A middle-aged doctor rose from a chair in the corner and walked to him. “How do you feel?”
“My staff?”
“We’re working on them.”
“Status?” Ares asked.
“Uncertain.”
“Tell me,” Ares commanded.
“Each of them is in a coma. Physiologically, they’re fine. They should wake up, but none of them will.”
“Why did I wake up?”
“We don’t know. Our working theory is that your threshold for psychological pain, your mental endurance is higher.”
Ares stared at the white sheet covering him.
“How do you feel?”
“Stop asking me that. I want to see my wife.”
The doctor averted his eyes.
“What?”
“The fleet council needs to debrief you—”
“I’ll see my wife first.”
The doctor edged to the door. “The guards will escort you. I’m here if you need me.”
Ares stepped out of the bed cautiously, wondering if his limbs would fail him, but they were stable this time.
The table held a folded standard service uniform. He wondered where his expeditionary fleet uniform was, with his rank and insignia. He unfolded the flimsy garment and reluctantly slipped it on.
Outside, the guards led him to an auditorium. A dozen admirals sat at a raised table at the center, just off the stage, and two hundred more citizens, wearing a variety of uniforms and insignia, filled every seat behind them. An admiral Ares didn’t recognize instructed him to provide a full mission report.
“My name is Targen Ares, officer of the line, Seventh Expeditionary Fleet. Current commission…” An image of his destroyed fleet flashed through his mind. “My most recent commission was Captain of the Helios and sub-fleet commander of the Seventh Expeditionary Fleet’s Sigma group. Our mission was to collect one of the spheres currently referred to as sentinels.”
“And you were successful?”
“Yes.”
“We’d like to reconcile your report with the ship’s logs and telemetry we recovered from the life raft.”
Behind Ares, the giant screen transformed from black to a view of Ares on the bridge of his destroyed ship. The screen showed a single
sphere, floating alone.
The video showed his four ships following the sphere, then it following them.
“How did you lure it away from the sentinel line?”
“We studied the line for weeks. Our survey spanned eighty light years and confirmed the working theory that the sentinel network completely surrounds a large swath of our galaxy. The spheres are evenly spaced, like a spider web, but they’re moving, collapsing in on us.
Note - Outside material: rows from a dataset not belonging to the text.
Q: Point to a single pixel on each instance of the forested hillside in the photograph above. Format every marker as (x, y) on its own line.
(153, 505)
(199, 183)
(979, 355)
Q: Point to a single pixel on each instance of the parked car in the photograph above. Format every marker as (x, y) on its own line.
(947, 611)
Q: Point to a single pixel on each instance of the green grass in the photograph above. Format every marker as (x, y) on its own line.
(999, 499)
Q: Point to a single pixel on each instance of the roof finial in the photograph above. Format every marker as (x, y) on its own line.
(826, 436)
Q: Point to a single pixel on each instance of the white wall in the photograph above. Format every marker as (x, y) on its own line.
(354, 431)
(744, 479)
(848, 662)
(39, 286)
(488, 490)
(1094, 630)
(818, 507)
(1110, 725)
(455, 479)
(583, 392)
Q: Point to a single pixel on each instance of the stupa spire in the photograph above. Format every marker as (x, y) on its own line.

It’s not an immediate threat, but if the rate of movement holds, in the distant future, about a hundred thousand years, the sentinels will reach our solar system.”
Murmurs went up around the room.
“How did you capture the sphere?”
“We noticed spheres occasionally breaking the line, but they quickly returned. We correlated these occurrences with errant space probes—usually ancient derelicts from extinct civilizations. Most were solar powered and emitted simplistic universal greetings. Each time, the spheres would intercept the probes, perform some analysis, and then destroy them. Our mission briefing noted that the spheres have attacked any ship attempting to cross the sentinel line. But no ship had ever been destroyed, so the sphere’s destruction of the probes was curious to us. We should have taken it as a warning. We created a probe of our own that repeated a simple binary ping. We used it to lure a sphere away.”
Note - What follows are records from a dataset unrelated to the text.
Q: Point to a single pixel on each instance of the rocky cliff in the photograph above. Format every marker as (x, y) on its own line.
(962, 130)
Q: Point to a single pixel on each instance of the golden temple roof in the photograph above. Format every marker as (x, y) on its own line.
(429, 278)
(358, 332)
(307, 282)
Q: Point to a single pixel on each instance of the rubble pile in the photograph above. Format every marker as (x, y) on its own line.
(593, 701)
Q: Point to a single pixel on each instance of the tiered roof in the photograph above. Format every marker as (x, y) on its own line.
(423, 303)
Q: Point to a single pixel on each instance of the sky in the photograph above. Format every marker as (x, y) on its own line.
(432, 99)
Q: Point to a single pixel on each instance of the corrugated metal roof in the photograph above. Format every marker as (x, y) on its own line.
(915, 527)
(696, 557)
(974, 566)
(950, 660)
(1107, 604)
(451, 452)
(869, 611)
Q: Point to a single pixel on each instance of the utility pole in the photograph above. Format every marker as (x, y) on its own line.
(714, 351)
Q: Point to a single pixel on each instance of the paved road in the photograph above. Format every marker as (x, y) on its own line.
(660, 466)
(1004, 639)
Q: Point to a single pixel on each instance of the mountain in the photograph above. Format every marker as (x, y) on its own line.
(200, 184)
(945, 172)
The screen showed footage of a sphere following the fleet, gaining ground on a small object floating ahead of it. It cut to a scene in the future with the ships circling the sphere, then several sequences in which spheres were destroyed.
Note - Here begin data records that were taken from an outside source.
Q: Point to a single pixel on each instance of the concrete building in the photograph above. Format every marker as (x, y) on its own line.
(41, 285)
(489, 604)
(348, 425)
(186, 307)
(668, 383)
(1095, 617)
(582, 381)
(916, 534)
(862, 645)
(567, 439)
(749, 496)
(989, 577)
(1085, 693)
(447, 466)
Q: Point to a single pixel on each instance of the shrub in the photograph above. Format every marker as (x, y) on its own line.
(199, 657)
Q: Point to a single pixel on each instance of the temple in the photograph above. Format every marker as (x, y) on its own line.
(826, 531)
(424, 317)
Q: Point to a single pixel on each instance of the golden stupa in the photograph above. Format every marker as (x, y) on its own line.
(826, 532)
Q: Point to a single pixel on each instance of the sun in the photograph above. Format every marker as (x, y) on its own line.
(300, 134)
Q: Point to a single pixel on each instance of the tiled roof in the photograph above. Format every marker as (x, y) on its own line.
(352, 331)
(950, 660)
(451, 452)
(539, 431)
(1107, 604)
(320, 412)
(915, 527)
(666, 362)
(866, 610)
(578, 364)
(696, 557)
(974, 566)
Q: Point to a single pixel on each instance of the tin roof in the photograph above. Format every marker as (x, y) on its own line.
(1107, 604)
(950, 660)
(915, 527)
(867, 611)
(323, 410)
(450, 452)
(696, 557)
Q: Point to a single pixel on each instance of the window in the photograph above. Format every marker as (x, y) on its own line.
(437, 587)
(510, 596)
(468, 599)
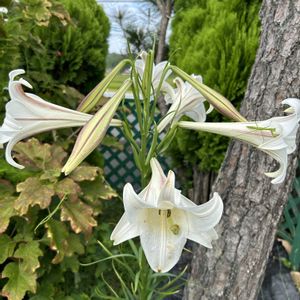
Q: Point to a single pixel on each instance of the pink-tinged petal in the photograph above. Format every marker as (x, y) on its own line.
(151, 193)
(205, 216)
(163, 236)
(15, 73)
(124, 231)
(167, 194)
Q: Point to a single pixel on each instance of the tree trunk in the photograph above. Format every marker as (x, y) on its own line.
(165, 8)
(202, 183)
(234, 268)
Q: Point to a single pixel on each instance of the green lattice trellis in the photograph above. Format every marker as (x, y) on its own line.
(119, 165)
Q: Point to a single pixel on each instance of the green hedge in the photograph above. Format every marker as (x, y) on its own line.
(218, 40)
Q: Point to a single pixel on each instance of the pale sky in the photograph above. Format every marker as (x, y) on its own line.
(132, 8)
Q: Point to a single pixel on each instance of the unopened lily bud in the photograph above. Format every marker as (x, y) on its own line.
(219, 102)
(93, 98)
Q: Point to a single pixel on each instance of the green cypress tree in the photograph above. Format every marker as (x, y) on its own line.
(218, 40)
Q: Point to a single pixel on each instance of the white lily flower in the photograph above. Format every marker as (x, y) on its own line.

“Several attempts to capture the sphere failed. We finally managed to capture one, though we disabled it in the process.”
The screen changed to the cargo hold of Ares’ ship, where a massive black sphere towered above him. The ship shook, and Ares braced against the wall.
“This is the beginning of the assault. A dozen spheres targeted the Helios, firing plasma charges. We were able to outrun them. The line sentinels seem to be very simplistic. They’re much slower than our ships. Our mission parameters called for comm silence, which we maintained. A few hours later, stable wormholes opened, and a new kind of sentinel arrived. Hundreds of them. They were much more… advanced. And aggressive.”